漢字を所有して弱くなるという事は無いだろう。適性を調べておいて損はない。『毒』を倒したことにより金はあるしな。
意識はないが、手を引っ張れば歩き出すし、ジニアを連れて行っても大丈夫だろう。
「いらっしゃいませ。漢字の適正を調べに?」
「ああ、この二人を頼む。それと、こっちの娘なんだが、精神消失で反応ができないんだが、それでも大丈夫なのか?」
俺が適性を調べてもらったときは漢字が俺に吸い込まれるような感覚があった。もし、
「はい。適正があった場合には鑑定で確かめられるので大丈夫です。ではお先に20万エンを。…はい、ちょうどお預かりいたしました。では、お二人はあちらにお越しください」
「わかったわ」
アネモネと職員に連れられたジニアが部屋へ案内されていく。
30分ほど例の豪華な部屋で待っていると、アネモネとジニアがやってきた。
「やったわ!『伝』という漢字の適正になったわ!」
「『伝』は遠く離れた相手との意志疎通ができる漢字ですよ。前任者はギルドの職員でしたが、昨年病気で亡くなったようですね」
職員によると連絡手段としては優秀な能力を持つ漢字のようだ。極めれば国を離れようとも、山を海を隔てようとも連絡をすることができる。
これなら旅ではぐれたときでも連絡をとることができるな。しかし、『別』と『伝』か。アネモネは集団戦で力を発揮してくれそうだな。

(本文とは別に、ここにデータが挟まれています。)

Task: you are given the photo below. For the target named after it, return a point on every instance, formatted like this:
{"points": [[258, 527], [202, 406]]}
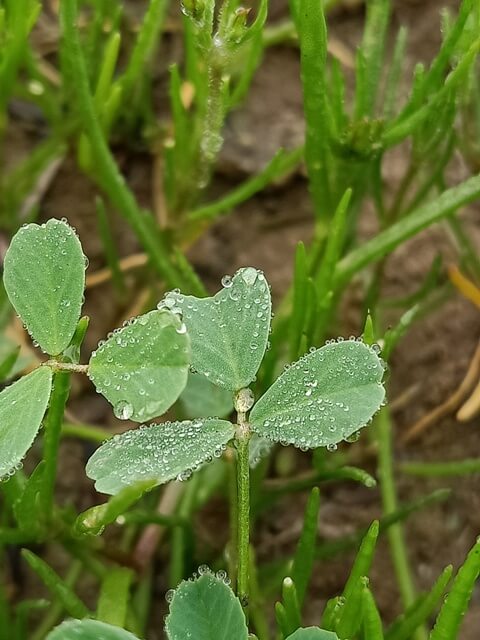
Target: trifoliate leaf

ジニアのほうはどうなんだ?鑑定すれば見れると言っていたな。
-ジニア-
所有漢字:『運』『狼』
所有スキル:なし
状態異常:精神消失
お、『狼』が増えてるな。動物型の漢字か。俺のフォルと同じようなものか?
--(名前を決めてください)『狼』
所有スキル:狼群
-狼群-
狼のリーダーを召喚する。召喚されるのは一匹だけなのだが、リーダーを慕う群がついてくる。一匹一匹に知性と命があるため、狼が死ぬごとに群れが減っていく。闘いの後に生き残る狼が多いほど、次回の群れは大きくなる。

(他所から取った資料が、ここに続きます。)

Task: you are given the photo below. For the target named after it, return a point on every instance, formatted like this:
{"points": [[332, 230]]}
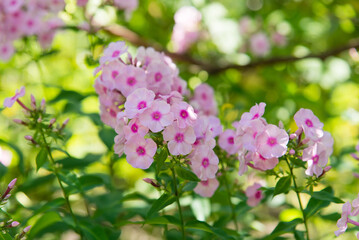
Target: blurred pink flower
{"points": [[259, 44], [139, 151], [179, 140], [207, 188], [138, 101], [254, 195], [157, 116], [310, 124], [272, 142], [205, 163], [8, 102]]}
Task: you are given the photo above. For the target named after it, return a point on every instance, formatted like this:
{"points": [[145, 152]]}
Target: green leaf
{"points": [[46, 220], [282, 185], [5, 236], [314, 204], [41, 158], [326, 196], [164, 220], [162, 202], [186, 174], [107, 136], [283, 227], [160, 158]]}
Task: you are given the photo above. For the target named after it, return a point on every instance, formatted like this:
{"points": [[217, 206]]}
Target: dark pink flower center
{"points": [[271, 141], [115, 53], [141, 105], [114, 74], [184, 114], [309, 123], [315, 159], [134, 128], [156, 116], [112, 113], [204, 183], [204, 96], [179, 137], [158, 77], [131, 81], [255, 116], [258, 195], [141, 151], [205, 162]]}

フォルとは別の形で狼の群れがでてくるみたいだ。そういえばまだジニアの強さを知らないんだよな。あと一週間と少しくらいだ。少しでも早く良くなって欲しいものだ。
大聖堂をでるとジニアのお腹からくぅ~と音がなった。俺はアネモネと顔を合わせると、くくっと笑った。
「昼飯にするか。さっき待っている間にこのへんの飯屋はひととおり調べた。何か食べたいのはあるか?」
「じゃあ、野菜を使った料理がいいわ。さっぱりとしたやつね」
昼食に選んだ店は野菜を使った麺料理を出す店であった。俺はトマトみたいな酸味のあるラーメンのようなものを、アネモネとジニアは野菜たっぷりのスープを選んだ。デザートには果物がふんだんに使われたパフェであった。サンとルナが聞いたら羨ましがりそうだな。……何か土産を買っていくか。
「あの子たちならたくさん食べられるものがいいわね」
アネモネに教えてもらい、お土産用のクッキーの袋をいくつか購入した。安価であり数が多い。確かにたくさん食べるあの2人なら喜ぶだろう。

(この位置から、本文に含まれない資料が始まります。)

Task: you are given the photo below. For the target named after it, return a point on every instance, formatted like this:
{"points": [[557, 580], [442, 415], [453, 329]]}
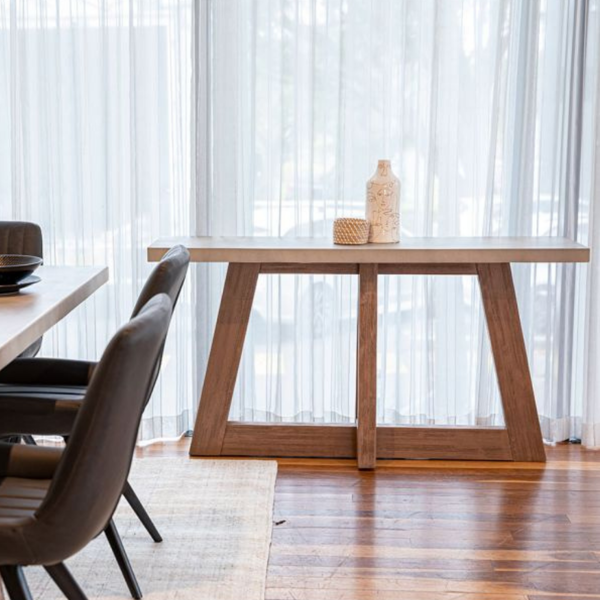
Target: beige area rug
{"points": [[215, 517]]}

俺たちはそのまま昼飯を食べた後、服やアクセサリーをみながら街をめぐった。アネモネもジニアも素材は良い。俺は服のことはわからないが、二人の服を選ぶのは楽しかった。
「だから、なんでそんなに変な服を選ぶのよ!蛇柄の服なんか着ないわよ!」
えー、似合うと思ったのに。俺たちは夜になるまで買い物を楽しんだ。